I am making a test that transfer data between two gpus directly, and the one gpu is attached 0 process ,the other gpu is attached with 1 process
if using the MPI_SENDRECV , the program do not write log that each process has own log (.eg. 0 process’log is 0.log) ,but do not use MPI_SENDRECV , the process will write its own log
the code is follow :
mpicomm.f90:
module mpicomm
implicit none
contains
subroutine openfile(fh,myid)
integer,intent(inout) :: fh
integer,intent(in) :: myid
integer :: ierror
character(len=20) :: filename
character(len=100) :: errstring
write(filename ,“(i3,‘.log’)”) myid
open(fh,file =filename,status =“replace”,action=“write”,iostat =ierror)
end subroutine openfile
end module mpicomm
test.f90:
module test
use cudafor
use mpi
implicit none
contains
subroutine transferData(myrank,fh)
integer,intent(in) ::myrank,fh
integer ::numprocs,ierror,sendtag,recvtag
real,device,allocatable::d_0(:),d_s(:),d_r(:)
real,allocatable::h_0(:),h_1(:)
integer :: STATUS(MPI_STATUS_SIZE)
allocate(d_0(1:100))
allocate(d_r(1:100))
allocate(d_s(1:100))
allocate(h_1(1:100))
sendtag= 77
recvtag =77
!call mpi_comm_size(mpi_comm_world,numprocs,ierror)

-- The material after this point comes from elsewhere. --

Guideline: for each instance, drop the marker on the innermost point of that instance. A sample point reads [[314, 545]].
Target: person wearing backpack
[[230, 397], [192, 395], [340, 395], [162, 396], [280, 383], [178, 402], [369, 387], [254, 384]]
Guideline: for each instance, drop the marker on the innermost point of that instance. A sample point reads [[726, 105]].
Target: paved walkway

!call mpi_comm_rank(mpi_comm_world,myrank,ierror)
! I found if I use the up subroutine , the var myrank is not the same as the myrank at the begin, I want to know why
if(myrank .eq. 0) then
d_0 = 0.0
d_s=d_0
d_r =d_0
call MPI_SENDRECV(d_s,100,mpi_real,1,sendtag,d_r,100,mpi_real,0,recvtag,mpi_comm_world,status,ierror)
!if use the subroutine MPI_SENDRECV , the process will not write its own log , and the process will not end, it is liked to suspend, and I do not use MPI_SENDRECV ,the process will be ok
h_1=d_r
write(fh,) 'rank_0 h-1 is ’ ,h_1
end if
if(myrank .eq. 1) then
d_0 =1.0
h_1=d_0
write(fh,) 'rank_1 h-1 before is ’ ,h_1
d_s=d_0
d_r=d_0
**call MPI_SENDRECV(d_s,100,mpi_real,1,sendtag,d_r,100,mpi_real,0,recvtag,mpi_comm_world,status,ierror)
! if use the subroutine , the process will not write its own log
h_1=d_r
write(fh,*) 'rank_1 h-1 after is ’ ,h_1
end if
deallocate(d_0)
deallocate(d_s)
deallocate(d_r)
deallocate(h_1)
end subroutine transferData
end module test
main.f90:
program main
use mpi
use mpicomm
use cudafor
use test
implicit none
call mpi_init(ierr)
call mpi_comm_size(mpi_comm_world, numprocs,ierr)
call mpi_comm_rank(mpi_comm_world,myrank,ierr)
call mpi_get_processor_name(hostname,namelen,ierr)
allocate(hosts(0:numprocs-1))
call openfile(fh,myrank)
do i =0,numprocs-1
istat=cudaSetDevice(i)
istat = cudaGetDevice(i)
end do
call transferData(myrank,fh)
print * ,‘transferData is over’
call mpi_finalize(rc)
print * ,‘mpi is over’
close(fh)
end program main
sbatch shell is :
#!/bin/bash
#SBATCH -J test
#SBATCH --comment=test
#SBATCH -o out/%x-%j.out
#SBATCH -e out/%x-%j.err
#SBATCH -p GPU
#SBATCH --ntasks=2
#SBATCH --nodes=2
#SBATCH --tasks-per-node=1
#SBATCH --cpus-per-task=2
mpirun ./a.exe
#srun --mpi=pmi2 a.out